Health Economics Homework
1. What is "adverse selection" in the health insurance market? How does adverse selection affect the operation of health insurance market? Describe at least two approaches insurance companies can adopt in order to reduce the problems associated with adverse selection.
2. Demand for flu vaccine per day during vaccine season is given by the following equation: Q=180 -2 P + 0.01 Y, where P is the price of vaccine plus vaccine administration cost and Y is the income of population per capita. (i) Draw the demand curve for flu vaccine if the average income of the population is $20,000. (ii) Draw the curve again when the income of the population increases to $30,000. (iii) A planner calculated that to protect the population from flu during flu season, the number of vaccines used per day should be 400. Market price (=P including administration cost) of vaccine is $100. What will be the level of use of vaccine in the area at that price (assuming income level at $20,000)? What should be the price level to ensure that adequate number of vaccines are used or demanded? (iv) From your result in section (iii), indicate what the price level means for policy perspective. How can the policy makers implement this price?
3. Demand and supply curves of physician care services per day are given by the following equations:
Demand curve: Qd = 500 - 2.5 P
Supply curve: Qs = -100 + 4 P
where Q is the number of visits in a day and P is the fee per consultation.

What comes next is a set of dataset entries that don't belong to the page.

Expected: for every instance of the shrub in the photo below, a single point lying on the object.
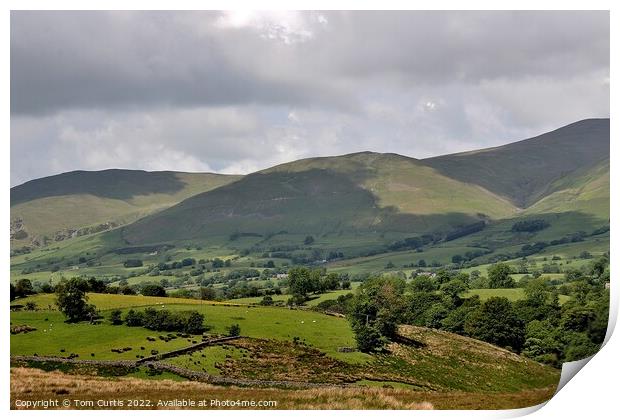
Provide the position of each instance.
(234, 330)
(115, 317)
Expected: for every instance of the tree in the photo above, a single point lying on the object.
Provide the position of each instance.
(153, 290)
(453, 290)
(376, 309)
(266, 301)
(234, 330)
(71, 300)
(207, 293)
(23, 288)
(536, 292)
(303, 281)
(499, 276)
(423, 284)
(115, 317)
(134, 318)
(329, 282)
(496, 322)
(133, 263)
(368, 338)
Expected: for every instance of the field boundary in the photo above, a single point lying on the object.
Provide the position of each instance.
(188, 349)
(185, 373)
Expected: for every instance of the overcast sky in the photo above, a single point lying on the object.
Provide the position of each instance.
(237, 92)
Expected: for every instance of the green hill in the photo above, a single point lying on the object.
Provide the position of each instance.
(357, 193)
(528, 170)
(75, 203)
(585, 191)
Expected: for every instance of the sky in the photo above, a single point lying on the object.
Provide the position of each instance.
(235, 92)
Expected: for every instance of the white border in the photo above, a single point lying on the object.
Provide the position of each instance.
(592, 394)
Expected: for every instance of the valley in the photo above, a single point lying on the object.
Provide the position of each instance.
(457, 281)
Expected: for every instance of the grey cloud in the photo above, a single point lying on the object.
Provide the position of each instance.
(236, 93)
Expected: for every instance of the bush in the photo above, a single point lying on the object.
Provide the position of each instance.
(530, 225)
(189, 322)
(71, 300)
(153, 290)
(115, 317)
(133, 263)
(234, 330)
(266, 301)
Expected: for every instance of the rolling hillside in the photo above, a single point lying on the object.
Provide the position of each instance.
(80, 202)
(528, 170)
(357, 193)
(358, 204)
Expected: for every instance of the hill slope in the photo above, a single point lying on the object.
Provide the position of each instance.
(79, 202)
(362, 192)
(528, 170)
(584, 191)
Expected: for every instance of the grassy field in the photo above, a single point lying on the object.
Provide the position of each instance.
(510, 294)
(47, 385)
(322, 331)
(314, 299)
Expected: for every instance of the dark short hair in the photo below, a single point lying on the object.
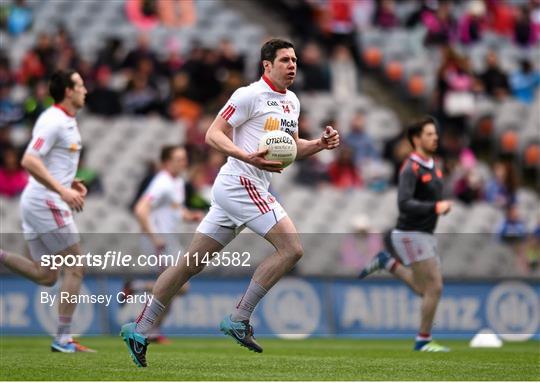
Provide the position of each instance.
(269, 48)
(167, 152)
(60, 80)
(415, 129)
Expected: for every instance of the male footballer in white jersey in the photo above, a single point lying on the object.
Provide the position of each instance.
(50, 197)
(160, 211)
(240, 197)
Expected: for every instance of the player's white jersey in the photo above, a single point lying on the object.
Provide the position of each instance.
(252, 111)
(167, 196)
(57, 141)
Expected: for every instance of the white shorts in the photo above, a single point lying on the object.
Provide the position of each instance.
(414, 246)
(239, 202)
(43, 214)
(53, 242)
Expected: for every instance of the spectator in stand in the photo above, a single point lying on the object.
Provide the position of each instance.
(142, 13)
(46, 53)
(229, 58)
(141, 51)
(10, 111)
(13, 178)
(111, 55)
(469, 187)
(440, 25)
(524, 82)
(535, 16)
(140, 97)
(314, 69)
(385, 14)
(494, 80)
(174, 60)
(533, 246)
(513, 232)
(359, 141)
(103, 100)
(501, 190)
(455, 85)
(500, 17)
(525, 33)
(7, 77)
(182, 106)
(19, 17)
(37, 102)
(473, 22)
(343, 172)
(344, 75)
(342, 26)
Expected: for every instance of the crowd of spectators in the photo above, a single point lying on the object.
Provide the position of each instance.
(192, 86)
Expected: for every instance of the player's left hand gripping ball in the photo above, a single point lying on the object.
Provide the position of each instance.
(330, 138)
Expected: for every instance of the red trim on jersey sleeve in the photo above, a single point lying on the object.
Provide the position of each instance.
(38, 144)
(272, 86)
(228, 112)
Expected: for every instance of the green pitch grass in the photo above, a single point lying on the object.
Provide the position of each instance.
(27, 358)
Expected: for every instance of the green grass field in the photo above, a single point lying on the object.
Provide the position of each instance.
(26, 358)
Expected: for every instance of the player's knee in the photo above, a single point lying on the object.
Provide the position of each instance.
(435, 288)
(295, 253)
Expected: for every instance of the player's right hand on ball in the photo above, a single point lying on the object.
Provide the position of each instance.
(443, 207)
(73, 198)
(158, 243)
(257, 159)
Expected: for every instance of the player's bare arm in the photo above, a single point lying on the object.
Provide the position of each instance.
(35, 166)
(218, 137)
(329, 140)
(142, 212)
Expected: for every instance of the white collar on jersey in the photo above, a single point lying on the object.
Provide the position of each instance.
(428, 163)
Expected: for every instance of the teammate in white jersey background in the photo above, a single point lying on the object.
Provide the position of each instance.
(160, 210)
(50, 197)
(241, 197)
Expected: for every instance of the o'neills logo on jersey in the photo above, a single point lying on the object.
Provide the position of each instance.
(277, 124)
(271, 124)
(279, 140)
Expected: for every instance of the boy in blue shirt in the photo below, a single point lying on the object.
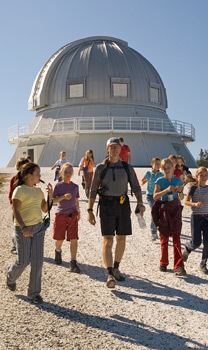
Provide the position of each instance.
(150, 177)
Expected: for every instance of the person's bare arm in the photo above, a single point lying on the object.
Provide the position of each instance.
(143, 181)
(16, 205)
(58, 199)
(189, 203)
(158, 193)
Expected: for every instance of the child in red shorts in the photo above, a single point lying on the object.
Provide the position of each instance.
(66, 194)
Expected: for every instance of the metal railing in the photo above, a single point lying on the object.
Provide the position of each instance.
(49, 126)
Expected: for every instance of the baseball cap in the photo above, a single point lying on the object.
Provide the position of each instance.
(113, 141)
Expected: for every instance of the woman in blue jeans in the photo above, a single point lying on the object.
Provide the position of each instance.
(28, 203)
(150, 177)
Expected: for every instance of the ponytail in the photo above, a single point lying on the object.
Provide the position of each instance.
(19, 179)
(27, 169)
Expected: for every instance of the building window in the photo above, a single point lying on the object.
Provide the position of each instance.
(120, 90)
(75, 90)
(154, 94)
(120, 87)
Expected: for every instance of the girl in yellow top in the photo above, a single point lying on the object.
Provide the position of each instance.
(87, 165)
(28, 204)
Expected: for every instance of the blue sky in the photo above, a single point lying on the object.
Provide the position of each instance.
(171, 34)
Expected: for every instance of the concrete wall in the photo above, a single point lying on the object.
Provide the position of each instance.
(143, 148)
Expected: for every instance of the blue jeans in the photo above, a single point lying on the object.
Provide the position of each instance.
(29, 251)
(150, 201)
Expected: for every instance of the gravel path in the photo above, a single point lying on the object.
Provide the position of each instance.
(150, 310)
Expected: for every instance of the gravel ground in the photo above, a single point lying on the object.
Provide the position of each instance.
(150, 310)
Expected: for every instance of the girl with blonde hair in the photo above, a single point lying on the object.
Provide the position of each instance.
(197, 199)
(66, 194)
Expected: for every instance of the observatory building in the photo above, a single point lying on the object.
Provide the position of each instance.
(92, 89)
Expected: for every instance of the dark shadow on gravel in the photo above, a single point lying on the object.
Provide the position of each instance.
(150, 290)
(160, 293)
(124, 329)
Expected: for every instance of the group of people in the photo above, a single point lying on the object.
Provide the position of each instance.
(110, 182)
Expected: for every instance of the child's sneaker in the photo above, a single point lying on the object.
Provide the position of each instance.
(154, 237)
(110, 281)
(73, 267)
(185, 255)
(163, 268)
(180, 272)
(203, 269)
(58, 258)
(118, 275)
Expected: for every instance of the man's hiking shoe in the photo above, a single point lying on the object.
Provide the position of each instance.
(163, 268)
(154, 237)
(185, 255)
(58, 258)
(110, 281)
(203, 269)
(73, 267)
(13, 250)
(118, 275)
(36, 300)
(180, 272)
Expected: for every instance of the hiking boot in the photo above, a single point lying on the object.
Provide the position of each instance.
(203, 269)
(58, 258)
(11, 286)
(37, 299)
(13, 250)
(185, 255)
(73, 267)
(110, 281)
(163, 268)
(154, 236)
(118, 275)
(180, 272)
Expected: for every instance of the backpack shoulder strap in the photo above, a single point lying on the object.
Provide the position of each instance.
(192, 190)
(126, 167)
(104, 171)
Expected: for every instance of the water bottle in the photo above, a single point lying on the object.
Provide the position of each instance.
(141, 221)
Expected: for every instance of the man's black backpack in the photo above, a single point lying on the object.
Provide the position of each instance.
(124, 166)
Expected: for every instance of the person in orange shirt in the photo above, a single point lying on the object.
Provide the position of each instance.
(87, 165)
(125, 153)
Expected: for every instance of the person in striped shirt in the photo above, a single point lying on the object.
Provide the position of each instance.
(197, 199)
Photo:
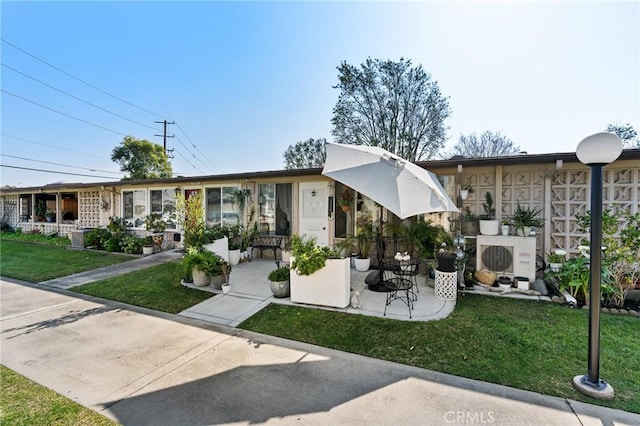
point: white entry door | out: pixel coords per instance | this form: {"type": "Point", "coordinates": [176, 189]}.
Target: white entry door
{"type": "Point", "coordinates": [313, 214]}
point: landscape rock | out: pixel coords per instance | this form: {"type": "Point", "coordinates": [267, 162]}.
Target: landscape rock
{"type": "Point", "coordinates": [540, 286]}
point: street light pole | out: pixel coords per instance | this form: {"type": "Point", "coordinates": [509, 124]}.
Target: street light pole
{"type": "Point", "coordinates": [596, 151]}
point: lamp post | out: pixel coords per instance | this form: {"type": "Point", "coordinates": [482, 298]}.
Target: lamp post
{"type": "Point", "coordinates": [596, 151]}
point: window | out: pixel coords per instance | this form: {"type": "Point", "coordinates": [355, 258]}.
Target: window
{"type": "Point", "coordinates": [163, 202]}
{"type": "Point", "coordinates": [25, 207]}
{"type": "Point", "coordinates": [134, 206]}
{"type": "Point", "coordinates": [221, 209]}
{"type": "Point", "coordinates": [274, 208]}
{"type": "Point", "coordinates": [348, 220]}
{"type": "Point", "coordinates": [69, 203]}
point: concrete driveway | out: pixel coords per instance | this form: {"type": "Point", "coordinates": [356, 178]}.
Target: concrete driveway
{"type": "Point", "coordinates": [140, 367]}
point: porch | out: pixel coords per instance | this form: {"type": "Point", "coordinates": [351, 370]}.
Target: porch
{"type": "Point", "coordinates": [250, 292]}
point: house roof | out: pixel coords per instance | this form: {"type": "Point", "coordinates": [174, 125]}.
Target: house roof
{"type": "Point", "coordinates": [569, 157]}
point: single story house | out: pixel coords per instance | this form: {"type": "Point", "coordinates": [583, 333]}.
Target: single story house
{"type": "Point", "coordinates": [304, 201]}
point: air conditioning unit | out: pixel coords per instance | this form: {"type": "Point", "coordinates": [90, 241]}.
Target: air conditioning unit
{"type": "Point", "coordinates": [507, 255]}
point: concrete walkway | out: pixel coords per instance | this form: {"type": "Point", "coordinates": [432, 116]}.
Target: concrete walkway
{"type": "Point", "coordinates": [141, 367]}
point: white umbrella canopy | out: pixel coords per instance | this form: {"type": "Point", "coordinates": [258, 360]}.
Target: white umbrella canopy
{"type": "Point", "coordinates": [399, 185]}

(a) Find the equilibrium quantity and fee in this market. What is the total expenditure on physician in the market per day?

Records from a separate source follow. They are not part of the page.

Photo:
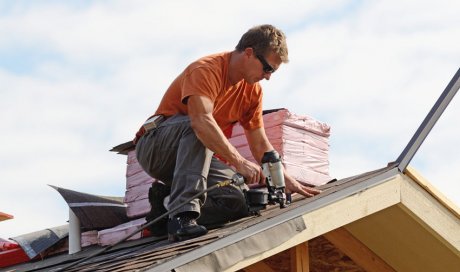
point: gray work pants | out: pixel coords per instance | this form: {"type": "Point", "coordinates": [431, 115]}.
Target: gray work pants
{"type": "Point", "coordinates": [173, 154]}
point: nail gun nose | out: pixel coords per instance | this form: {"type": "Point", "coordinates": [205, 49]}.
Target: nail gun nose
{"type": "Point", "coordinates": [238, 179]}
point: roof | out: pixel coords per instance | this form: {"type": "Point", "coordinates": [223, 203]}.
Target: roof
{"type": "Point", "coordinates": [5, 216]}
{"type": "Point", "coordinates": [392, 211]}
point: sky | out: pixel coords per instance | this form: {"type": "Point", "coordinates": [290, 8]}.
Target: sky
{"type": "Point", "coordinates": [79, 77]}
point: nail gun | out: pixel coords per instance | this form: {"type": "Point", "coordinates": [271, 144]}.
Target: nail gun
{"type": "Point", "coordinates": [258, 199]}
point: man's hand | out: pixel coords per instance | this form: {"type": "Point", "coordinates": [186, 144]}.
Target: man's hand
{"type": "Point", "coordinates": [293, 186]}
{"type": "Point", "coordinates": [251, 171]}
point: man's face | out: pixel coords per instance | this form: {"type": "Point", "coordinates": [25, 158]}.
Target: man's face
{"type": "Point", "coordinates": [261, 67]}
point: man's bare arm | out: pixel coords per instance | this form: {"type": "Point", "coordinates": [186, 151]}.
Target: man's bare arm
{"type": "Point", "coordinates": [259, 144]}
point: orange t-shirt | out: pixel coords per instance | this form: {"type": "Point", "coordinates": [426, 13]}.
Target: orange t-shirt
{"type": "Point", "coordinates": [208, 77]}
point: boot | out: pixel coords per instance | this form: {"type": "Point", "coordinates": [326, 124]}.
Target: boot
{"type": "Point", "coordinates": [157, 193]}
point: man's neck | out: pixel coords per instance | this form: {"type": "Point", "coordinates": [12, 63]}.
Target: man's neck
{"type": "Point", "coordinates": [235, 74]}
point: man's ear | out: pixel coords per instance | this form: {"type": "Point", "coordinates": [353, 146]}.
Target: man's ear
{"type": "Point", "coordinates": [248, 51]}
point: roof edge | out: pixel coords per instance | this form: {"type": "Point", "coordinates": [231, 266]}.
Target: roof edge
{"type": "Point", "coordinates": [428, 187]}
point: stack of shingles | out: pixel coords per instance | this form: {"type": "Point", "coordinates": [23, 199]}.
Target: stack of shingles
{"type": "Point", "coordinates": [137, 205]}
{"type": "Point", "coordinates": [302, 142]}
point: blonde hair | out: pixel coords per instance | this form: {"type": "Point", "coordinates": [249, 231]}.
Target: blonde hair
{"type": "Point", "coordinates": [264, 39]}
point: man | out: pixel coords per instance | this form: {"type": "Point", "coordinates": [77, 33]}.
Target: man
{"type": "Point", "coordinates": [203, 102]}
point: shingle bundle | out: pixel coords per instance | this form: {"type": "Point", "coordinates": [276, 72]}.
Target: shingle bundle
{"type": "Point", "coordinates": [138, 183]}
{"type": "Point", "coordinates": [302, 142]}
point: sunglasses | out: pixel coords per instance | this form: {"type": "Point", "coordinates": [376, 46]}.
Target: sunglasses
{"type": "Point", "coordinates": [268, 69]}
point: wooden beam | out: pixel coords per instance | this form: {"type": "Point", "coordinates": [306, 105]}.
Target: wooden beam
{"type": "Point", "coordinates": [257, 267]}
{"type": "Point", "coordinates": [357, 251]}
{"type": "Point", "coordinates": [300, 258]}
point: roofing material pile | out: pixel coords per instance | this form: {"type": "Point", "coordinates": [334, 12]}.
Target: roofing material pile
{"type": "Point", "coordinates": [302, 142]}
{"type": "Point", "coordinates": [138, 183]}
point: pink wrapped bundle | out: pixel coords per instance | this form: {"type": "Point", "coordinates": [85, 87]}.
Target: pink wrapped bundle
{"type": "Point", "coordinates": [302, 141]}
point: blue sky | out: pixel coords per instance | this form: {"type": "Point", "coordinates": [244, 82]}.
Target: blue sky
{"type": "Point", "coordinates": [79, 77]}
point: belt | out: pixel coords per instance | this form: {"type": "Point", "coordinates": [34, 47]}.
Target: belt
{"type": "Point", "coordinates": [153, 122]}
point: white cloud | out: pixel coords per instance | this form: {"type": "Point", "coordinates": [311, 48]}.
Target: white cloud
{"type": "Point", "coordinates": [91, 73]}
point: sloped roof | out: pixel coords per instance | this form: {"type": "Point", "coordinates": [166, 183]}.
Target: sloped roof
{"type": "Point", "coordinates": [391, 200]}
{"type": "Point", "coordinates": [373, 195]}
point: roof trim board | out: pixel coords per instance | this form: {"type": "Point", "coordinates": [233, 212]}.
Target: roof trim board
{"type": "Point", "coordinates": [315, 203]}
{"type": "Point", "coordinates": [429, 122]}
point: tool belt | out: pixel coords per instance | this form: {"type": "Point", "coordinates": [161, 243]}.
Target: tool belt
{"type": "Point", "coordinates": [153, 122]}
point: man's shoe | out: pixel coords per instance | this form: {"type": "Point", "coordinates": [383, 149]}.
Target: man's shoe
{"type": "Point", "coordinates": [157, 193]}
{"type": "Point", "coordinates": [183, 227]}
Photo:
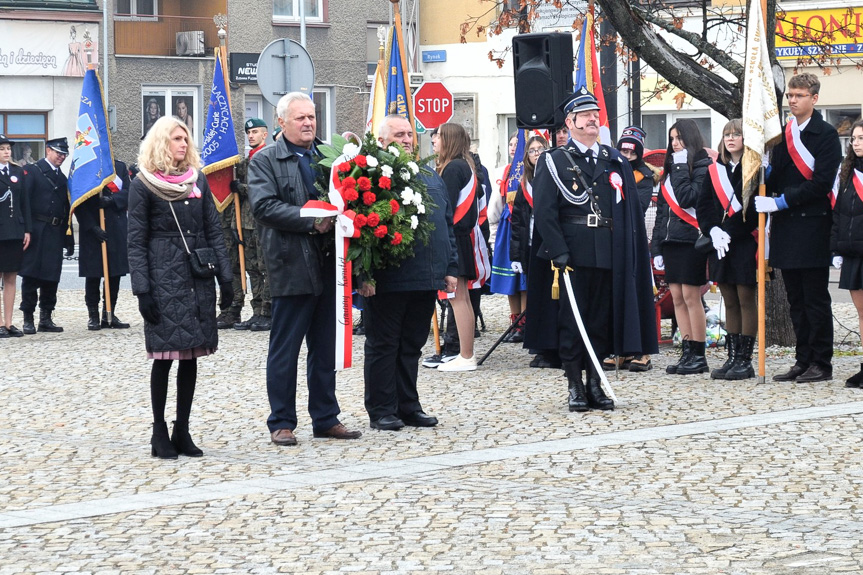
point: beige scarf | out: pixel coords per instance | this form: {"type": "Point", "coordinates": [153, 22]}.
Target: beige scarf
{"type": "Point", "coordinates": [168, 191]}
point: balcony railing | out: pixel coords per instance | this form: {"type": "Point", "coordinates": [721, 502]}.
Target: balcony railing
{"type": "Point", "coordinates": [136, 35]}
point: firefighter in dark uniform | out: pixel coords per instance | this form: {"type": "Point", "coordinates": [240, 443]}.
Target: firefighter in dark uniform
{"type": "Point", "coordinates": [114, 200]}
{"type": "Point", "coordinates": [588, 215]}
{"type": "Point", "coordinates": [43, 261]}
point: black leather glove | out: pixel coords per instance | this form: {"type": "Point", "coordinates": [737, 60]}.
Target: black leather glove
{"type": "Point", "coordinates": [100, 234]}
{"type": "Point", "coordinates": [227, 296]}
{"type": "Point", "coordinates": [148, 308]}
{"type": "Point", "coordinates": [561, 261]}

(b) Introduce insurance with 40% coinsurance. The insurance is provided free of charge (no premium). What will be the impact of introducing the insurance on quantity, consultation fee and health care expenditure per day? Compare these after-insurance levels with the pre-insurance situation.

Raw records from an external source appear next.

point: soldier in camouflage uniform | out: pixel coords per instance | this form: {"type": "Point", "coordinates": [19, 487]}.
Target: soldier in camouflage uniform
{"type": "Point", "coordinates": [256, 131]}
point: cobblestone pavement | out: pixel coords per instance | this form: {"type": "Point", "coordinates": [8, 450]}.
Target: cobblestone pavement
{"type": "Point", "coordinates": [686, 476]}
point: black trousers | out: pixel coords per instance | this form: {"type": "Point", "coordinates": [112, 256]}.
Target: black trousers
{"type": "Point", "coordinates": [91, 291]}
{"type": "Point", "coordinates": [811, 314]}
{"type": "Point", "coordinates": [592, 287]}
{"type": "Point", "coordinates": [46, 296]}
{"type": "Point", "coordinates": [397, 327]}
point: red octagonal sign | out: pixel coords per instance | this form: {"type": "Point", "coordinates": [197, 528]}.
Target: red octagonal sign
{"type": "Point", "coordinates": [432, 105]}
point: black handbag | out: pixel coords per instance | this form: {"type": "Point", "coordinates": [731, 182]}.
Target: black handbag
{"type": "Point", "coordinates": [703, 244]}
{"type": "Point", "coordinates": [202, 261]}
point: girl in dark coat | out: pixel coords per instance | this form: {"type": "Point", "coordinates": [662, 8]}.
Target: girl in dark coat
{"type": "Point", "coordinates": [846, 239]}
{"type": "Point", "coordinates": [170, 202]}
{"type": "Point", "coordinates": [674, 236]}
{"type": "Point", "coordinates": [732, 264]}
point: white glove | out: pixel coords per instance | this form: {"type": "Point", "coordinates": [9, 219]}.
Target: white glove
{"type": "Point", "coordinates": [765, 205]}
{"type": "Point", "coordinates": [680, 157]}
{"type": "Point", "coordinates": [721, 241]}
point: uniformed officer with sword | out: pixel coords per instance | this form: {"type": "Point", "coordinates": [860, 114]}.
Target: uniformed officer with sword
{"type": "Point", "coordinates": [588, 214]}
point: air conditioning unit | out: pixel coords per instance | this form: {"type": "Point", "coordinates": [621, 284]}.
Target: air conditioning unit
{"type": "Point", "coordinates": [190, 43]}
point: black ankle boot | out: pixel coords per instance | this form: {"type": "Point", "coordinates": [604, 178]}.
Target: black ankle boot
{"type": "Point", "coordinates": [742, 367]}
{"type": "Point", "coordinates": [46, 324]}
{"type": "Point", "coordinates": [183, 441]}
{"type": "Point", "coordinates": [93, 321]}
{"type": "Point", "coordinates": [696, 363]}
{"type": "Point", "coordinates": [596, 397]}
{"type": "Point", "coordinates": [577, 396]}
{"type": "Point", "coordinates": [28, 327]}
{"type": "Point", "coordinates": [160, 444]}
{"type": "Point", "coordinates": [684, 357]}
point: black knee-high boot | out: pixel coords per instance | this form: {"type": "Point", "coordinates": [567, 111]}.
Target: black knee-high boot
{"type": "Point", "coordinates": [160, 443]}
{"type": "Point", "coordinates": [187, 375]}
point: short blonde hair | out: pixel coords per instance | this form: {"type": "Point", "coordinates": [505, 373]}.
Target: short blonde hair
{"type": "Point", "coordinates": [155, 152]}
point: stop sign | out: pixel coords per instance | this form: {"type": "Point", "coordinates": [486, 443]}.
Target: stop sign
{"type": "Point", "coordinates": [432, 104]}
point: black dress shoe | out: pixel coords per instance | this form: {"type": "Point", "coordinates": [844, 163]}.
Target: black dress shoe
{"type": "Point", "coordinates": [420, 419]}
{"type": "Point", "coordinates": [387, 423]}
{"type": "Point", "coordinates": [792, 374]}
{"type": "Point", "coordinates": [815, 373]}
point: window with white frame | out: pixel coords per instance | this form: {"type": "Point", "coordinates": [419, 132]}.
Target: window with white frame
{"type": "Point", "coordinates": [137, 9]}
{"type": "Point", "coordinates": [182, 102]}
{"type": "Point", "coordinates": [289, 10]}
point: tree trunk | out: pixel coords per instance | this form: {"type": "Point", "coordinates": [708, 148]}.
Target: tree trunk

(c) Rather than offering insurance with 40% coinsurance, assume that the insurance was introduced with a copayment of $40 per visit. What will be the effects of this insurance on the market compared to no-insurance situation? [Discuss the effects on quantity, fee and expenditure]
(d) Start from the no-insurance situation again (using the demand-supply curves). Introduce insurance with indemnity payment of $40 per consultation. Compare the market outcomes of this insurance with no-insurance situation.
4. Demand function faced by a physician is D = 600 - 3 F, where d is the number of consultations provided per month and F is the fee per consultation. The physician care market is characterized by monopolistic competition. If the marginal cost of producing a consultation is given by M=20, find the optimal level of d and F for the physician (hint: you have to derive marginal revenue (MR) curve from the average revenue curve. If demand curve is written as F=.... rather than D=....., it will represent the average revenue curve. If you are unable to derive MR curve mathematically, you can use the information that the slope of MR curve is double the slope of AR curve starting at the same point as the demand curve when D=0).
5. Define the following terms. Provide numeric examples to illustrate each of the concepts: (a) pure premium, (b) risk premium, (c) community rated insurance plan, (d) moral hazard in insurance, (e) expected payoff
6. Describe two methods widely used to find the "optimal size" of physician practice. Which of these two approaches, do you think, is a better approach to identify the optimal size and why?
7. What is "monopolistic competition"? Why do we consider physician care market as monopolistic competition? In a monopolistic competition situation, why is it important to adopt legal restrictions against sharing of revenue between specialist physicians and the referring physicians? How important is it to restrict revenue sharing between physicians and diagnostic centers and laboratories? Discuss.